Comme vous pouvez le voir d'après la reconstruction minutieuse qui se trouve derrière moi, l'enquête est d'une grande complexité et d'une grande portée. Nous faisons appel à divers types d'expertise, que ce soit dans les domaines de la science, du génie, de la technique, du comportement humain et ainsi de suite, pour découvrir ce qui s'est passé et pourquoi. Et d'abord et avant tout, nous cherchons à savoir ce qui pourrait être fait pour réduire les risques qu'une autre tragédie comme celle-ci se reproduise.

C'est une enquête longue et laborieuse qui se poursuit. L'ampleur de la destruction et le manque d'information des enregistreurs de bord ont forcé les enquêteurs à recourir à des mesures extraordinaires en vue d'essayer de savoir ce qui s'est passé. Nous utilisons beaucoup de techniques classiques, et certaines qui n'ont jamais été utilisées auparavant dans des enquêtes sur des accidents.

Il reste encore beaucoup de travail à faire dans l'analyse de l'information que nous avons recueillie. Nous voulons être sûrs d'avoir mené une enquête approfondie et d'avoir fait une analyse rigoureuse avant de publier un rapport final.
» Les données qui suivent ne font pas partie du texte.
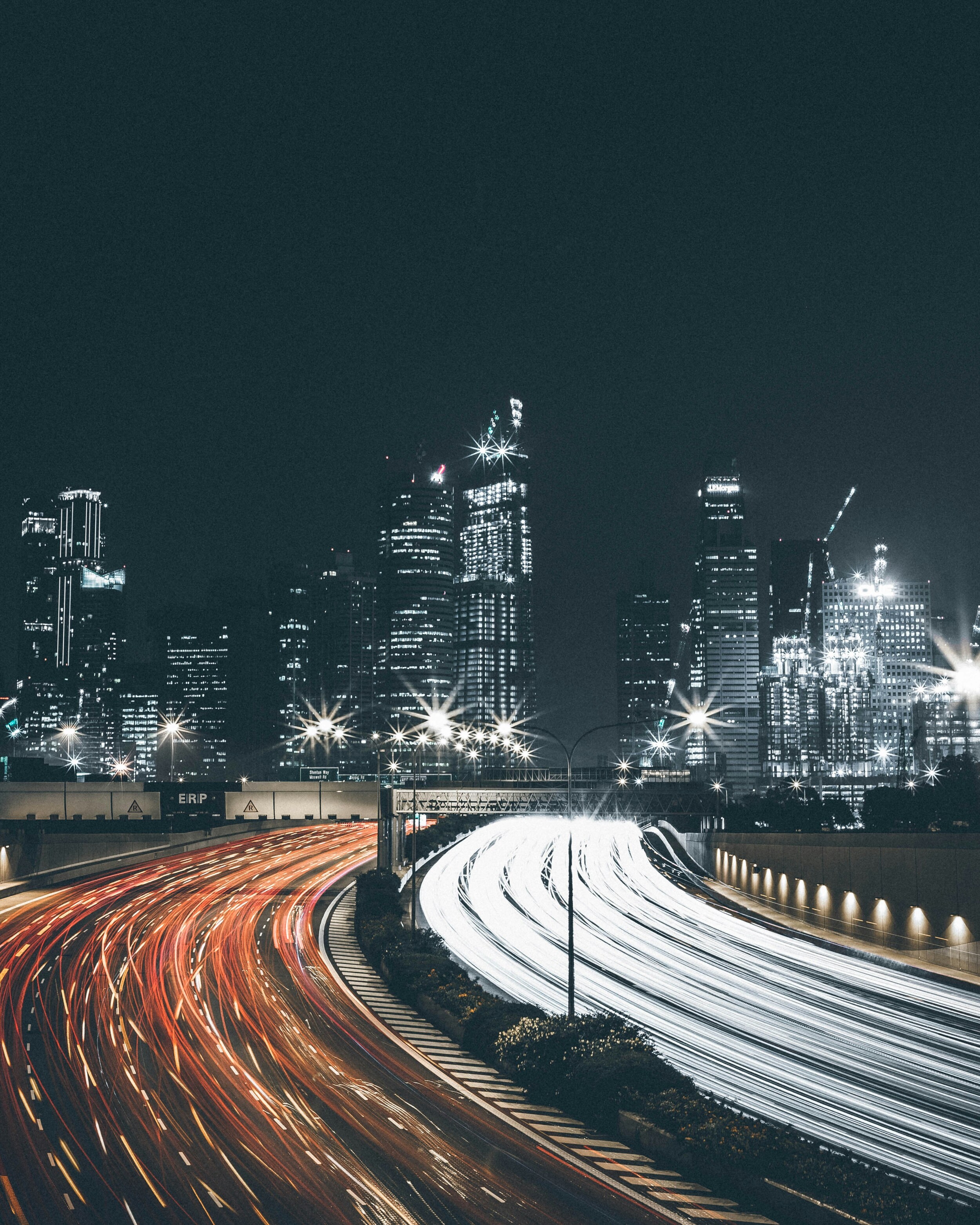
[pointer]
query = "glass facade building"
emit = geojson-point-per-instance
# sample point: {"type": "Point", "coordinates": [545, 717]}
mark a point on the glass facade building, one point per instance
{"type": "Point", "coordinates": [140, 721]}
{"type": "Point", "coordinates": [890, 624]}
{"type": "Point", "coordinates": [642, 666]}
{"type": "Point", "coordinates": [196, 691]}
{"type": "Point", "coordinates": [724, 633]}
{"type": "Point", "coordinates": [292, 613]}
{"type": "Point", "coordinates": [494, 620]}
{"type": "Point", "coordinates": [417, 561]}
{"type": "Point", "coordinates": [80, 544]}
{"type": "Point", "coordinates": [346, 661]}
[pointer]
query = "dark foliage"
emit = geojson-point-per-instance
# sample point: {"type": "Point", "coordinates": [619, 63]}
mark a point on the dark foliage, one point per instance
{"type": "Point", "coordinates": [448, 830]}
{"type": "Point", "coordinates": [596, 1066]}
{"type": "Point", "coordinates": [788, 811]}
{"type": "Point", "coordinates": [717, 1135]}
{"type": "Point", "coordinates": [421, 966]}
{"type": "Point", "coordinates": [586, 1065]}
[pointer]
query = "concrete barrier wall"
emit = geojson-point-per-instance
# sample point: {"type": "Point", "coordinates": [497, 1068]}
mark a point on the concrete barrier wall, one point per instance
{"type": "Point", "coordinates": [78, 802]}
{"type": "Point", "coordinates": [915, 889]}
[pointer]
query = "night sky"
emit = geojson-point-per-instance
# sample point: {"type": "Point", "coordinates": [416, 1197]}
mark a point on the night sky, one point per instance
{"type": "Point", "coordinates": [248, 252]}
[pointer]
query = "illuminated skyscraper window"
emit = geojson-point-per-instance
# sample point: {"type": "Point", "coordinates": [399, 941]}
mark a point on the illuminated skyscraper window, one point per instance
{"type": "Point", "coordinates": [724, 630]}
{"type": "Point", "coordinates": [346, 661]}
{"type": "Point", "coordinates": [892, 621]}
{"type": "Point", "coordinates": [494, 621]}
{"type": "Point", "coordinates": [292, 612]}
{"type": "Point", "coordinates": [196, 690]}
{"type": "Point", "coordinates": [642, 664]}
{"type": "Point", "coordinates": [417, 560]}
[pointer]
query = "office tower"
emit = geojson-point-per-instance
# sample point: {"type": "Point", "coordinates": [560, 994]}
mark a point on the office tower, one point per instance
{"type": "Point", "coordinates": [140, 706]}
{"type": "Point", "coordinates": [80, 544]}
{"type": "Point", "coordinates": [38, 707]}
{"type": "Point", "coordinates": [846, 695]}
{"type": "Point", "coordinates": [724, 633]}
{"type": "Point", "coordinates": [891, 621]}
{"type": "Point", "coordinates": [417, 557]}
{"type": "Point", "coordinates": [96, 670]}
{"type": "Point", "coordinates": [38, 613]}
{"type": "Point", "coordinates": [195, 655]}
{"type": "Point", "coordinates": [292, 613]}
{"type": "Point", "coordinates": [789, 691]}
{"type": "Point", "coordinates": [642, 666]}
{"type": "Point", "coordinates": [798, 570]}
{"type": "Point", "coordinates": [494, 624]}
{"type": "Point", "coordinates": [346, 661]}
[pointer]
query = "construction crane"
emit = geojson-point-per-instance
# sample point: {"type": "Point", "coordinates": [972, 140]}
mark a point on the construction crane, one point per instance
{"type": "Point", "coordinates": [831, 530]}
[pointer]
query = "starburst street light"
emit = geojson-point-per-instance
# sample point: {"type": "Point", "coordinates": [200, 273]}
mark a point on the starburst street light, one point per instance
{"type": "Point", "coordinates": [176, 732]}
{"type": "Point", "coordinates": [69, 733]}
{"type": "Point", "coordinates": [661, 745]}
{"type": "Point", "coordinates": [120, 767]}
{"type": "Point", "coordinates": [700, 717]}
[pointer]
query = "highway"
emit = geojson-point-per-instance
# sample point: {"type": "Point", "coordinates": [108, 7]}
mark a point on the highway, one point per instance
{"type": "Point", "coordinates": [174, 1050]}
{"type": "Point", "coordinates": [851, 1050]}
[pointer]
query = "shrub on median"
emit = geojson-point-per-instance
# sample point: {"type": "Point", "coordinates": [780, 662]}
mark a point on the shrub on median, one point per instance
{"type": "Point", "coordinates": [586, 1066]}
{"type": "Point", "coordinates": [421, 966]}
{"type": "Point", "coordinates": [595, 1066]}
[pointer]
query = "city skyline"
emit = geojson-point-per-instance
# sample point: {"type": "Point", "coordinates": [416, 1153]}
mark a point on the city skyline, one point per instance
{"type": "Point", "coordinates": [832, 694]}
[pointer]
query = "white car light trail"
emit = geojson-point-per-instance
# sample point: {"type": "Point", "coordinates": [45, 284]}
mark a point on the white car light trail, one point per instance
{"type": "Point", "coordinates": [860, 1054]}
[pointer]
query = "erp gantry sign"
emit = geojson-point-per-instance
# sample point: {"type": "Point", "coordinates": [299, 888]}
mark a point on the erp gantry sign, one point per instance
{"type": "Point", "coordinates": [195, 803]}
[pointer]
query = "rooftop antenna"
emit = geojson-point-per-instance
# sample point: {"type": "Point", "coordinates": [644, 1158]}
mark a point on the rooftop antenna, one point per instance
{"type": "Point", "coordinates": [831, 530]}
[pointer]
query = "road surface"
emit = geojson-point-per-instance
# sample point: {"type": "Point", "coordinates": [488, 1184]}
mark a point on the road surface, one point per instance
{"type": "Point", "coordinates": [174, 1050]}
{"type": "Point", "coordinates": [854, 1051]}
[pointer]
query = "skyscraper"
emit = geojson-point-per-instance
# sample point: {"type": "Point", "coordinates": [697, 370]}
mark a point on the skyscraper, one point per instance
{"type": "Point", "coordinates": [80, 544]}
{"type": "Point", "coordinates": [798, 570]}
{"type": "Point", "coordinates": [195, 650]}
{"type": "Point", "coordinates": [789, 691]}
{"type": "Point", "coordinates": [346, 659]}
{"type": "Point", "coordinates": [40, 708]}
{"type": "Point", "coordinates": [891, 623]}
{"type": "Point", "coordinates": [642, 663]}
{"type": "Point", "coordinates": [97, 644]}
{"type": "Point", "coordinates": [292, 612]}
{"type": "Point", "coordinates": [139, 719]}
{"type": "Point", "coordinates": [494, 621]}
{"type": "Point", "coordinates": [724, 631]}
{"type": "Point", "coordinates": [37, 647]}
{"type": "Point", "coordinates": [417, 559]}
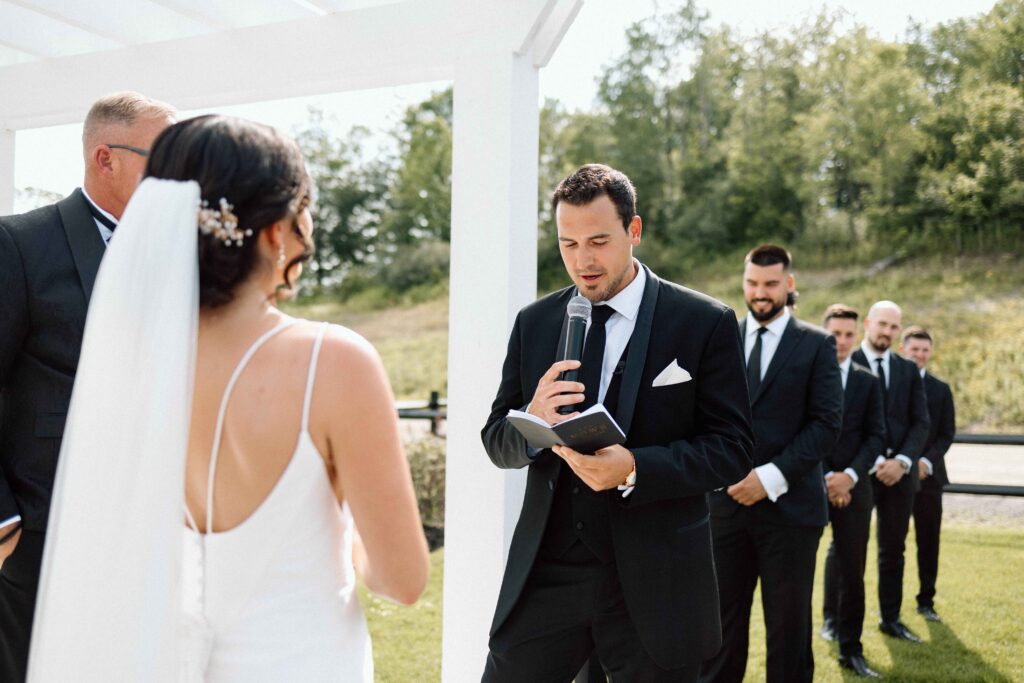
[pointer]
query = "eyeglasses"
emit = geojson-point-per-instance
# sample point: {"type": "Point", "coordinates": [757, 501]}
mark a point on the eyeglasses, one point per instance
{"type": "Point", "coordinates": [139, 151]}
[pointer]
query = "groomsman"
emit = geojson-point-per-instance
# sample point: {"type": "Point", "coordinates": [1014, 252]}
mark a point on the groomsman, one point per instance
{"type": "Point", "coordinates": [895, 468]}
{"type": "Point", "coordinates": [767, 525]}
{"type": "Point", "coordinates": [916, 345]}
{"type": "Point", "coordinates": [850, 495]}
{"type": "Point", "coordinates": [48, 262]}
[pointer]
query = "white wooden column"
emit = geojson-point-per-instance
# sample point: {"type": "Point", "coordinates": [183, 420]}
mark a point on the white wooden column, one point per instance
{"type": "Point", "coordinates": [494, 274]}
{"type": "Point", "coordinates": [6, 172]}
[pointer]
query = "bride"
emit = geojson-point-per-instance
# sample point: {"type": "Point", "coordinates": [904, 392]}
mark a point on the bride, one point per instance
{"type": "Point", "coordinates": [219, 454]}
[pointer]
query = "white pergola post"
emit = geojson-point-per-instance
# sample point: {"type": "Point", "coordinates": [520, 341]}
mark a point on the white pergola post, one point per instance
{"type": "Point", "coordinates": [494, 273]}
{"type": "Point", "coordinates": [6, 172]}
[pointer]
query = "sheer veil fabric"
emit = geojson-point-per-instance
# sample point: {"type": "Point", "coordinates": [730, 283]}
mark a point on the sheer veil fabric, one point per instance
{"type": "Point", "coordinates": [109, 606]}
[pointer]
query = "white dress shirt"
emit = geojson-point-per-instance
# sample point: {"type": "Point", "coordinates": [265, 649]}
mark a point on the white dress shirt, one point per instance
{"type": "Point", "coordinates": [872, 357]}
{"type": "Point", "coordinates": [620, 327]}
{"type": "Point", "coordinates": [844, 370]}
{"type": "Point", "coordinates": [104, 231]}
{"type": "Point", "coordinates": [928, 463]}
{"type": "Point", "coordinates": [771, 477]}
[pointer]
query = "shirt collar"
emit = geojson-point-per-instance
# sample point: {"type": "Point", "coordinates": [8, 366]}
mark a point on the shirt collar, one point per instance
{"type": "Point", "coordinates": [871, 354]}
{"type": "Point", "coordinates": [627, 302]}
{"type": "Point", "coordinates": [98, 208]}
{"type": "Point", "coordinates": [776, 327]}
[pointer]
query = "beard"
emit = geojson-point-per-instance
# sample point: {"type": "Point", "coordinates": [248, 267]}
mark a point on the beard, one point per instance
{"type": "Point", "coordinates": [768, 314]}
{"type": "Point", "coordinates": [880, 343]}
Comme dans la plupart des cas, l'enquête révélera probablement qu'il n'y a pas qu'une seule cause à cet accident. Les enseignements tirés d'enquêtes menées un peu partout au monde montrent que les accidents ne sont généralement pas le produit d'éléments isolés. Comme vous pourrez le constater à la lecture des recommandations que nous avons déjà faites et de celles que nous rendons publiques aujourd'hui, nous nous sommes penchés sur plusieurs problèmes de sécurité différents.

Mission du BST

Je voudrais profiter de l'occasion pour expliquer que le mandat du BST consiste à promouvoir la sécurité des transports, et NON PAS à critiquer ou à blâmer.

Une partie importante de notre travail consiste à cerner les manquements à la sécurité et à formuler des recommandations visant à régler ces manquements, comme les recommandations que nous rendons publiques aujourd'hui.

Une partie de notre travail consiste à démêler les facteurs qui auraient pu contribuer à l'accident.

De plus, je voudrais souligner qu'au cours de nos enquêtes il nous arrive souvent de relever des manquements à la sécurité qui n'avaient contribuer en rien à l'accident en question, mais qui pourraient causer un autre accident à un moment donné.

En fait, ces problèmes présentent un immense intérêt pour nous et pour le public voyageur, parce que s'ils se manifestent dans un avion, il y a gros à parier qu'ils se retrouveront aussi dans d'autres appareils.

Il est impératif que nous fassions connaître le plus tôt possible les risques que nous constatons pour que les autorités pertinentes et l'industrie de l'aviation puissent commencer à y remédier. N'oubliez pas que des événements dont la fréquence est d'un sur plusieurs millions sont inacceptables en aviation s'ils risquent de compromettre l'exploitation en toute sécurité d'un aéronef.

Recommandations provisoires

De toute évidence, il serait insensé que nous passions sous silence jusqu'à la publication du rapport final, les lacunes que nous constatons et qui nécessitent une attention immédiate. Plutôt, lorsque nous avons quelque chose à dire qui pourrait améliorer la sécurité du public voyageur, nous le disons, habituellement sous la forme de recommandations provisoires. En fait, lorsque le rapport final sur cet accident sera terminé, bon nombre des mesures de sécurité découlant de l'enquête auront déjà été rendues publiques.

Certains d'entre vous se souviendront que nous avons déjà procédé de cette façon à deux reprises au cours de l'enquête. En mars 1999, le Bureau a publié quatre recommandations portant sur la capacité d'enregistrement et l'alimentation électrique des enregistreurs de bord.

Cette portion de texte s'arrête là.